Like Jim Norton and Patrice O’Neal, Sarah Silverman and Lisa Lampanelli, Daniel Tosh clearly belongs to Comics Without Borders, a cadre of comedians that fearlessly (some scolds may say tastelessly) crosses boundaries to deliver jokes to those in need…of convulsive laughter.
“If I offend anybody tonight, I apologize. It’s not my intention. I’m not going to guess what your personal line of decency is. I cross my own from time to time; it’s how I know I still have one,” Tosh proclaims perfunctorily at the outset of Happy Thoughts, his new album from Comedy Central Records (available on March 8; watch the special Sunday at 9 p.m. on Comedy Central).
Reciting that counterfeit concern (the equivalent of liquor makers’ routine pleas to “drink responsibly…so we can advertise recklessly”) frees Tosh to shamelessly, gleefully, and, forgive us oh NAACP, ACLU and NOW, hysterically be his paradoxically insolent self: the choirboy with the devilish sense of humor.
Onstage in a plain white shirt, gray pullover sweater and charcoal pants, Tosh resembles a seminary student or the banjo-thrumming member of some folksy ’60s singing quartet. But beneath the Gap uniform lies a clever, relentless, remorseless guerrilla who deliberately tosses grenades into crowds and admires the explosion of gasps and probably inappropriate applause his incendiary commentary provokes.
A master of misdirection, Tosh purposely creates unease — with cringes and twinges of guilt in audience members being his payoff.

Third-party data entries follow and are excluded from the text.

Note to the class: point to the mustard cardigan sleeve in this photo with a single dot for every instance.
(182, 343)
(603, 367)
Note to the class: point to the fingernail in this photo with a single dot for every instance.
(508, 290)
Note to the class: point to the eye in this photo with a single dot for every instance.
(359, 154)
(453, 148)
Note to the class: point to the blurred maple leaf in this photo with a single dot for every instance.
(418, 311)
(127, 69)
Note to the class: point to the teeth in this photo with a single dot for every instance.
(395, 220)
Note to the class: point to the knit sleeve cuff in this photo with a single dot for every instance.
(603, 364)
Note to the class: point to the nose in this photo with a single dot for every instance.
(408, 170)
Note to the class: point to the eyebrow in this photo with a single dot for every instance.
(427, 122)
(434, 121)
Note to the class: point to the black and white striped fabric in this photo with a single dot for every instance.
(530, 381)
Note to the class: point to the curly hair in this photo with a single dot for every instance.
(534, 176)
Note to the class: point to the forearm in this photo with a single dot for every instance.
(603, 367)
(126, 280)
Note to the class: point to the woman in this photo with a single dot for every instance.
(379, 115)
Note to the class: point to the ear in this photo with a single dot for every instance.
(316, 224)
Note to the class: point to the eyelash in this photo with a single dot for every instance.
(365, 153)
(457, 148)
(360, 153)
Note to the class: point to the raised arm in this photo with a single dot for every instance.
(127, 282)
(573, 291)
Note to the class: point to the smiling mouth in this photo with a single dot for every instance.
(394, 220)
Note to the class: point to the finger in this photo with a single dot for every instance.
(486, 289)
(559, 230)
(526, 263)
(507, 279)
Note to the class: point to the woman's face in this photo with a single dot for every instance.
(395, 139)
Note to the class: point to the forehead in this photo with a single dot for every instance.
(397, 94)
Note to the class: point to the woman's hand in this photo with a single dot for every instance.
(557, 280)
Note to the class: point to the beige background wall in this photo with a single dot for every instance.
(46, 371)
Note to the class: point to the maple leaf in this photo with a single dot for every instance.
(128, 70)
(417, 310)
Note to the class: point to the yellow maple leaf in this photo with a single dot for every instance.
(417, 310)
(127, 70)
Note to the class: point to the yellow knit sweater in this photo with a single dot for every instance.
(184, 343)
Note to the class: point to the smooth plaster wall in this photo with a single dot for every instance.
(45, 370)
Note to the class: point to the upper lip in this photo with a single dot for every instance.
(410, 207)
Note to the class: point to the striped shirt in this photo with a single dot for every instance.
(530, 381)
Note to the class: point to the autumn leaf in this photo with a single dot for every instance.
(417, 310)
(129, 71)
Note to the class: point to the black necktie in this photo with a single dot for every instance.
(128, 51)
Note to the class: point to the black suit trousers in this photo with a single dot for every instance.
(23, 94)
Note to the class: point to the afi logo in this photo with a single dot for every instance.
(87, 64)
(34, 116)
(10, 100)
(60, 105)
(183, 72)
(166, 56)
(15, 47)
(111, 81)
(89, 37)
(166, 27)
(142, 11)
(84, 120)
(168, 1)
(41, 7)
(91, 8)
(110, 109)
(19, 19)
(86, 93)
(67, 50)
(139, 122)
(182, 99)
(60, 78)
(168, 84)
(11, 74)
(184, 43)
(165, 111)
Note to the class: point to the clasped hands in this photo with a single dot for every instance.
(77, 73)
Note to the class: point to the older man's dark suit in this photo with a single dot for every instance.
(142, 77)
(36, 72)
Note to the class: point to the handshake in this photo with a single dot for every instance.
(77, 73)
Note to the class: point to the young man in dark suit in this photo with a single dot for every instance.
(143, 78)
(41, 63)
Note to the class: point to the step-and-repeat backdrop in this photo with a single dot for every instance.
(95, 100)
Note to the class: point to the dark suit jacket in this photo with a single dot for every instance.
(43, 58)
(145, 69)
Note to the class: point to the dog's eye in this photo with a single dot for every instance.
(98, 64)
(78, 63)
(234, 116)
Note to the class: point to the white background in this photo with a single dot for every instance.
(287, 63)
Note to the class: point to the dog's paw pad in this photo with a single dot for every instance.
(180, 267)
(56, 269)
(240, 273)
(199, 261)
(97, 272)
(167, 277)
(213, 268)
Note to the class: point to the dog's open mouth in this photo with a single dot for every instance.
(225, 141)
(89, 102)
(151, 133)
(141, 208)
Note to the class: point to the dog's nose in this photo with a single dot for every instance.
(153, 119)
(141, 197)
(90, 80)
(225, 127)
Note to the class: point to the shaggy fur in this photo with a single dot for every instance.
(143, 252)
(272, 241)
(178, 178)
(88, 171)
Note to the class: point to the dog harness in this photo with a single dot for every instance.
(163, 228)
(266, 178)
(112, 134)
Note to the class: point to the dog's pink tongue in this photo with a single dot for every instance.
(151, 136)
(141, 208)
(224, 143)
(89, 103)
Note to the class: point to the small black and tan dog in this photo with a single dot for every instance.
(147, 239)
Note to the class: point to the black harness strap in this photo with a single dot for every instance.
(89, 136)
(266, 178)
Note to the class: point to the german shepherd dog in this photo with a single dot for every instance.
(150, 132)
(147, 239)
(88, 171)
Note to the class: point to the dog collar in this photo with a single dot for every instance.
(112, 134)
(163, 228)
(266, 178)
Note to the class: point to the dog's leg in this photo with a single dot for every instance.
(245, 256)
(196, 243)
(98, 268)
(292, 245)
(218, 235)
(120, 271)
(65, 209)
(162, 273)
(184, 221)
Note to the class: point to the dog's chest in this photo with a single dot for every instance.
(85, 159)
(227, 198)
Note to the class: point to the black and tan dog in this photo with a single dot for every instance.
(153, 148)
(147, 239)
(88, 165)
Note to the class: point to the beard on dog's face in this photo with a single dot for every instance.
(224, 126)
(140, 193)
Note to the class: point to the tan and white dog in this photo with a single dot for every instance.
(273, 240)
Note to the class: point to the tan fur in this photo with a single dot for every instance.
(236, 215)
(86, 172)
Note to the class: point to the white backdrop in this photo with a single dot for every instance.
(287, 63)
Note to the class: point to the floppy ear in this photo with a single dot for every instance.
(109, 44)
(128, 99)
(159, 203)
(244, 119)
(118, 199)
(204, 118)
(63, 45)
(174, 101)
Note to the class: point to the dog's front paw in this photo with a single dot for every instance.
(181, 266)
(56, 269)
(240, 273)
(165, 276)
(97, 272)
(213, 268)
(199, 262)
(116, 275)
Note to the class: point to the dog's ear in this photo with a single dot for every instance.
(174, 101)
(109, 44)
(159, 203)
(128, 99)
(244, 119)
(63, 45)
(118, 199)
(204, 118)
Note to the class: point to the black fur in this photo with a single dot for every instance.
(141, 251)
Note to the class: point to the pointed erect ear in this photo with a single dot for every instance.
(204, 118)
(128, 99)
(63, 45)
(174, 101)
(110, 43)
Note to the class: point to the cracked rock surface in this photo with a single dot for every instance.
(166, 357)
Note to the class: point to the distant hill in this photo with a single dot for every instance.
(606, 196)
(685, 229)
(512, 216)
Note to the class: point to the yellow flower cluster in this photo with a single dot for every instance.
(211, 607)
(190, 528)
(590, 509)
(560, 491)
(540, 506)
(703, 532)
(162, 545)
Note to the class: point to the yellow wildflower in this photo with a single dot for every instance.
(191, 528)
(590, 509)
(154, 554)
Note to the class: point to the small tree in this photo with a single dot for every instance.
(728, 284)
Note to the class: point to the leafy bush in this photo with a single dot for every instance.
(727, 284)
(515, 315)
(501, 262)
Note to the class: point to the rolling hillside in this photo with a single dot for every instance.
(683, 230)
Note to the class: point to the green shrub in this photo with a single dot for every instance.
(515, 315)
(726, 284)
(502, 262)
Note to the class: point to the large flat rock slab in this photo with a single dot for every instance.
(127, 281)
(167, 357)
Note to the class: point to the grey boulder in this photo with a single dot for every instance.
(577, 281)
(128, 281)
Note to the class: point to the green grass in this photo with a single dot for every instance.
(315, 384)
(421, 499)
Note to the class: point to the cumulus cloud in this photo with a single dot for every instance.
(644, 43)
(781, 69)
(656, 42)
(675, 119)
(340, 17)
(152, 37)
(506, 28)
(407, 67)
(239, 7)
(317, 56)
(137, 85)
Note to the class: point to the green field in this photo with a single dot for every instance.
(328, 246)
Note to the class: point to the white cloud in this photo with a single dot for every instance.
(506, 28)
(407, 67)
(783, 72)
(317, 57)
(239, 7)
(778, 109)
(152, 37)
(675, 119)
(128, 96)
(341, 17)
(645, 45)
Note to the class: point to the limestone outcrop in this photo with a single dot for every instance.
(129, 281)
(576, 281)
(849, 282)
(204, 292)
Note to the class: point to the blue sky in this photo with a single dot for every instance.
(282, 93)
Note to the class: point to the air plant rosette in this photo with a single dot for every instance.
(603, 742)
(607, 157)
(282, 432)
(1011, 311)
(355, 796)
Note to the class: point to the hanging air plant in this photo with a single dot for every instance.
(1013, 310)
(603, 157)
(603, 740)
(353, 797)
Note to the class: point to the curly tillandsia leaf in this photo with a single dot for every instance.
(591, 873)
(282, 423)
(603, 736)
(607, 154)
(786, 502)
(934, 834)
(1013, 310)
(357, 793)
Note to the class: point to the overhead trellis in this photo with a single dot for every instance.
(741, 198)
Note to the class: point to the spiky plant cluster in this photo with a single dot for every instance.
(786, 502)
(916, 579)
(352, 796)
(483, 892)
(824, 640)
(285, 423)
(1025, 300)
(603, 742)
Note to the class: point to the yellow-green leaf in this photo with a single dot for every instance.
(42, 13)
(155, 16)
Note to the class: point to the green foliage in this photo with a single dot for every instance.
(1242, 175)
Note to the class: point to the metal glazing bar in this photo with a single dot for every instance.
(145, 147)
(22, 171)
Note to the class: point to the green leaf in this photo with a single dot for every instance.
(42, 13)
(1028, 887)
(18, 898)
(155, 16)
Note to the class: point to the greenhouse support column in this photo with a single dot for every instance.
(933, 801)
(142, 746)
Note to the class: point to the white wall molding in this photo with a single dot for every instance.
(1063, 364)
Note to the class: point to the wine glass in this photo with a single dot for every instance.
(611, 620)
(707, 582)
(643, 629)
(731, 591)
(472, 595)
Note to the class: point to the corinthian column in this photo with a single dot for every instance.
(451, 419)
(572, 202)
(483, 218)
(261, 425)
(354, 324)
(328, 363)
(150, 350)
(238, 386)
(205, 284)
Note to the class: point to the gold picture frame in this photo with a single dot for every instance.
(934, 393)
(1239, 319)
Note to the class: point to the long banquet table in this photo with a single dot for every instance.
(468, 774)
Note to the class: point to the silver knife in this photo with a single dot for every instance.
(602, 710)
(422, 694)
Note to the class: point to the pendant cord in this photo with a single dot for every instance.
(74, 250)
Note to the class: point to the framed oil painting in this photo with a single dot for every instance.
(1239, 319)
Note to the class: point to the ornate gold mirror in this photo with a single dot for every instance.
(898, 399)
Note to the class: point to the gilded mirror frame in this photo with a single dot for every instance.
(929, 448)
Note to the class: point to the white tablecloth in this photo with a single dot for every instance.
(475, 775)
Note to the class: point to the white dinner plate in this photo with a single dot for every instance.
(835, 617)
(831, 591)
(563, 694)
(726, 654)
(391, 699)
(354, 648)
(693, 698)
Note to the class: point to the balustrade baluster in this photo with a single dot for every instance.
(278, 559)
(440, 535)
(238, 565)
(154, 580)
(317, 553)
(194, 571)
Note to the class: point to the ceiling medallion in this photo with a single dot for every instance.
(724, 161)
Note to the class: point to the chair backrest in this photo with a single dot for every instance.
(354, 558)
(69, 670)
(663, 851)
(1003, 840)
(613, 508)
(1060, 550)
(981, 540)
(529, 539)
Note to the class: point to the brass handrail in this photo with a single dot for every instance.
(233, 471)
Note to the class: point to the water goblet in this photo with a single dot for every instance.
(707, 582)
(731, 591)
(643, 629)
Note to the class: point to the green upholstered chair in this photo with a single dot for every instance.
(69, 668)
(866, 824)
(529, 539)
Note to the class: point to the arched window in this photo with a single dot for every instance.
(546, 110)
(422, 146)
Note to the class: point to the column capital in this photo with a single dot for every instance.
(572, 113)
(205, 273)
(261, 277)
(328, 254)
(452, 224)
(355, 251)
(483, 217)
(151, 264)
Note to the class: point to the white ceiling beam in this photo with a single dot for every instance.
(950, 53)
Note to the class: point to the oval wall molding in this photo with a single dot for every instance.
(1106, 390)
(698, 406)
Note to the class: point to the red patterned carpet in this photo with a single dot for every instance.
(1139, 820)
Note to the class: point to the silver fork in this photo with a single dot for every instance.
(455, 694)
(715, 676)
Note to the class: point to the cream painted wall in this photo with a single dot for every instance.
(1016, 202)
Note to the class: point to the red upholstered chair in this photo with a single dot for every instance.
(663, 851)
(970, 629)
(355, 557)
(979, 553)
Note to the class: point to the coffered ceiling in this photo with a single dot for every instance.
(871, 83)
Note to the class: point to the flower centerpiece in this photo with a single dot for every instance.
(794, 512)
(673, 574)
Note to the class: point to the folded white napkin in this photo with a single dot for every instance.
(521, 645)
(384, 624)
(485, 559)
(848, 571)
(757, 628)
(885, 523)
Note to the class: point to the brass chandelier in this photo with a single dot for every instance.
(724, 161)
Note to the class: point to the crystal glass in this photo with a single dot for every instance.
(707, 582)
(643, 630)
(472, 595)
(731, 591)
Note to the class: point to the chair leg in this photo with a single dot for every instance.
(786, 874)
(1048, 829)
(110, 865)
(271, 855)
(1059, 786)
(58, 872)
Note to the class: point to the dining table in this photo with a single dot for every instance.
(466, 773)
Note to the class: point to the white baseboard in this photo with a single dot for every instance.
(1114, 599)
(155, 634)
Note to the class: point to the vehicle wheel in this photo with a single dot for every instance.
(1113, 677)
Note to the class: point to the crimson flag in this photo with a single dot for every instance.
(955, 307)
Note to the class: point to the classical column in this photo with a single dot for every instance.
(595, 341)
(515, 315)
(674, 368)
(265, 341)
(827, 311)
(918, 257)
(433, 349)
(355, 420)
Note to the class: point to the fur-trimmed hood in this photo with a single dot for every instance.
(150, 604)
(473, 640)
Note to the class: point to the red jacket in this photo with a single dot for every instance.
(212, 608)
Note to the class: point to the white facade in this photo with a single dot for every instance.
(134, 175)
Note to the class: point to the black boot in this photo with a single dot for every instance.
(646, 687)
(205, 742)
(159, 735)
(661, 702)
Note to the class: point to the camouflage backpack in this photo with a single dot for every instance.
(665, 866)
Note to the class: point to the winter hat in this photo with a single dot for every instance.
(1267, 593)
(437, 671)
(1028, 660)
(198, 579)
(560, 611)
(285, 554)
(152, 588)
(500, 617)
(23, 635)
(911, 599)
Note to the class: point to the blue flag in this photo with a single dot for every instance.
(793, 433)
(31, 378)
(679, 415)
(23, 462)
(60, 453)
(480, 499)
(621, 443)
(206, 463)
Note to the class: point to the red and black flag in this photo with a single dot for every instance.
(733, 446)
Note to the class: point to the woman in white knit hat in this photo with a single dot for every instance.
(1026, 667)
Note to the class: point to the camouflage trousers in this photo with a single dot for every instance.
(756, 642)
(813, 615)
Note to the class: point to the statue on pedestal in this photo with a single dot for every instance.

“I have no problem with illegal immigration in this country,” Tosh announces, jabbing the Right before leveling the Left with this emphatic sucker punch, “except for the fact they don’t serve on jury duty. That’s horseshiiiiiiit. It should be the other way around; they should serve exclusively on jury duty. Yeah, then it finally would be a jury of ones’ own peers. It’s not a stereotype if it’s always true. Yeah, then it becomes law. That joke is called, ‘Latinos Are Criminals.’ That’s just a title, it doesn’t mean anything.”
Yes, Tosh often straddles the line barely separating mockery from misogyny and bigotry, but oh so deftly. He never sounds genuinely hostile or mean. No doubt he mines deep for his jokes, using a backhoe it appears to dig low enough to discover the humor in usually taboo subjects: premature death, poverty, homelessness, domestic abuse, abortion, and, uh, really, rape. A brilliant comic alchemist, Daniel Tosh somehow spins the grim into comedy gold.